I due adolescenti saltarono in aria, la pelle di Carlos sotto le sue dita improvvisamente bollente. Esme fece di scatto un passo indietro, le guance appena rosate per l'imbarazzo.

Per fortuna era solo la Fata.

«Si può sapere cosa ci fate voi due qui?» chiese, la voce acuta e le mani sui fianchi. La principessa lanciò un'occhiata al Cattivo, che sembrava star avendo un attacco di panico. «Le lezioni sono iniziate da un quarto d'ora!».

«Nulla, signora preside! Noi—».

«Stavamo giusto per andare via» e il Cattivo le prese la mano e sgusciò alle spalle della donna, corredo via. La Fata Smemorina lì richiamò indignata.

Carlos rise, mentre Esme, sotto shock, non riuscì a fare altro che seguirlo, la mano stretta nella sua e i capelli in faccia. Incontrarono alcuni budelli che lavavano un corridoio e gli fecero prendere un colpo.

La principessa guardò alle sue spalle, ma della Fata non c'era più traccia. «Carlos!» lo chiamò, ma quello rispose ancora con una risata, trascinandola fuori dalla scuola, nel cortile.
L'odore di erba le riempì le narici e dovette tirare il ragazzo con tutte le sue forze per fermarlo.

L'impatto fu così forte che mandò entrambi i ragazzi a gambe all'aria, e con un piccolo squittio Esme cadde di schiena tra due cespugli, Carlos su di lei, subito dopo.

Una parte di lei odiò come la sensazione di dejavu l'assalí, perché si ritrovò con le guance rosse e il naso nei capelli dell'altro, il profumo di cioccolato che le impediva di respirare correttamente.

Il primo pensiero che le passò per la testa fu — esiste uno shampoo al cioccolato?
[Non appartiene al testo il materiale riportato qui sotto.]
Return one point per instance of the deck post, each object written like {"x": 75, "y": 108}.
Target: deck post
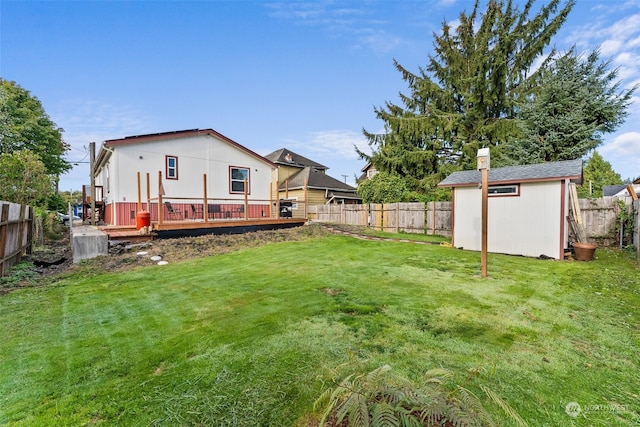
{"x": 205, "y": 205}
{"x": 160, "y": 194}
{"x": 139, "y": 192}
{"x": 148, "y": 193}
{"x": 306, "y": 192}
{"x": 277, "y": 212}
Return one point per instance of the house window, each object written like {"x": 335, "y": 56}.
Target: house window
{"x": 237, "y": 177}
{"x": 172, "y": 167}
{"x": 504, "y": 190}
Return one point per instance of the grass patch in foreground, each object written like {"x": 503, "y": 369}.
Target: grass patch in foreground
{"x": 253, "y": 337}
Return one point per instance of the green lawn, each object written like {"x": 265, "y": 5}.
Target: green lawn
{"x": 253, "y": 337}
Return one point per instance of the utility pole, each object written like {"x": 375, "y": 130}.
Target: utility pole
{"x": 92, "y": 160}
{"x": 483, "y": 165}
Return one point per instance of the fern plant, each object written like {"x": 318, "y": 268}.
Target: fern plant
{"x": 382, "y": 398}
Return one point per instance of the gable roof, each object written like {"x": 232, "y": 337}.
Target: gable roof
{"x": 550, "y": 171}
{"x": 161, "y": 136}
{"x": 316, "y": 180}
{"x": 612, "y": 190}
{"x": 287, "y": 157}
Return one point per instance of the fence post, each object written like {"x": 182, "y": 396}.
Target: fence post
{"x": 636, "y": 227}
{"x": 4, "y": 225}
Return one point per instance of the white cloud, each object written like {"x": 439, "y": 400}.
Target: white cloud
{"x": 626, "y": 144}
{"x": 366, "y": 31}
{"x": 331, "y": 144}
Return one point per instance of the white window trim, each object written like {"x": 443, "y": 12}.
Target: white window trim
{"x": 508, "y": 190}
{"x": 231, "y": 180}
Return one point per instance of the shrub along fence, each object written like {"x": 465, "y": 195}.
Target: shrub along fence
{"x": 16, "y": 234}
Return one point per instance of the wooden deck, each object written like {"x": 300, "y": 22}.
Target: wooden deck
{"x": 185, "y": 228}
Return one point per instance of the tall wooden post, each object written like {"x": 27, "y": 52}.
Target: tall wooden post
{"x": 148, "y": 193}
{"x": 139, "y": 194}
{"x": 160, "y": 194}
{"x": 277, "y": 212}
{"x": 483, "y": 165}
{"x": 306, "y": 198}
{"x": 92, "y": 161}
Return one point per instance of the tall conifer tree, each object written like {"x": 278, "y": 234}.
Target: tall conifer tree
{"x": 466, "y": 97}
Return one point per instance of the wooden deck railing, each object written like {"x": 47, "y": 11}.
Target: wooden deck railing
{"x": 16, "y": 234}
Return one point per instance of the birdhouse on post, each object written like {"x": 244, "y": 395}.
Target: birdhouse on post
{"x": 483, "y": 167}
{"x": 483, "y": 159}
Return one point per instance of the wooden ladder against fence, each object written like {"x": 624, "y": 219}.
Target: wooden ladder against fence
{"x": 16, "y": 234}
{"x": 575, "y": 215}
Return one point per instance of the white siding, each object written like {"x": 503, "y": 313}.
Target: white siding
{"x": 528, "y": 224}
{"x": 196, "y": 155}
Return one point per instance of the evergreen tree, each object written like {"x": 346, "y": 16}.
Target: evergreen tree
{"x": 466, "y": 98}
{"x": 24, "y": 179}
{"x": 24, "y": 125}
{"x": 597, "y": 173}
{"x": 576, "y": 102}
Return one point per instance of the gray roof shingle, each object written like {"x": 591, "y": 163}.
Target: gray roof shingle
{"x": 287, "y": 157}
{"x": 571, "y": 169}
{"x": 316, "y": 179}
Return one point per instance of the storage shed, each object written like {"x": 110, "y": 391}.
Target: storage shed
{"x": 528, "y": 208}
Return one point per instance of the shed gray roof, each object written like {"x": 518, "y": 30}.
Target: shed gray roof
{"x": 316, "y": 179}
{"x": 568, "y": 169}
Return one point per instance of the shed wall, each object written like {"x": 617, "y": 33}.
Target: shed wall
{"x": 529, "y": 224}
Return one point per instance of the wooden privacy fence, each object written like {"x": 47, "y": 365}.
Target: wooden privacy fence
{"x": 16, "y": 234}
{"x": 414, "y": 217}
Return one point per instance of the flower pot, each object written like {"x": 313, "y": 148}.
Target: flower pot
{"x": 584, "y": 251}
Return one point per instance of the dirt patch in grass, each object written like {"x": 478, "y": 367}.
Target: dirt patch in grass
{"x": 55, "y": 257}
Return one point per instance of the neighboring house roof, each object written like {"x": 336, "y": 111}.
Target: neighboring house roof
{"x": 612, "y": 190}
{"x": 551, "y": 171}
{"x": 316, "y": 180}
{"x": 287, "y": 157}
{"x": 618, "y": 190}
{"x": 343, "y": 195}
{"x": 161, "y": 136}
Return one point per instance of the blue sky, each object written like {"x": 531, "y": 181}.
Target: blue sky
{"x": 268, "y": 75}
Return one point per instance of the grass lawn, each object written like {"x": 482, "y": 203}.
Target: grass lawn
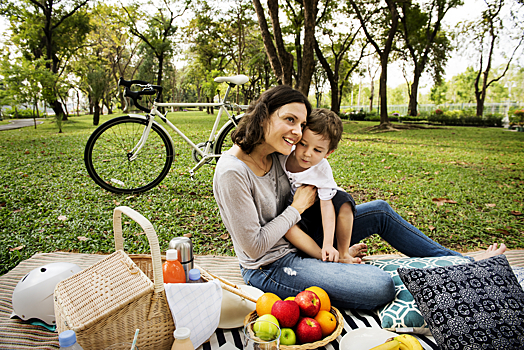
{"x": 461, "y": 186}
Poi però digrignò i denti, il viso in fiamme: «Hai due secondi per toglierti di dosso».

Per un attimo fu certa di aver sentito il Cattivo ridacchiare, ma alla fine si scostò comunque, cadendo accanto a lei sull'erba.

Ancora una volta si ritrovarono l'uno di fianco all'altro, gli occhi puntati sul cielo sopra di loro, sta volta di un celeste candido e tranquillo.

«Sai, non avevo mai marinato la scuola» mormorò la principessa. «O scappato dalla preside in persona mentre mi urla nelle orecchie».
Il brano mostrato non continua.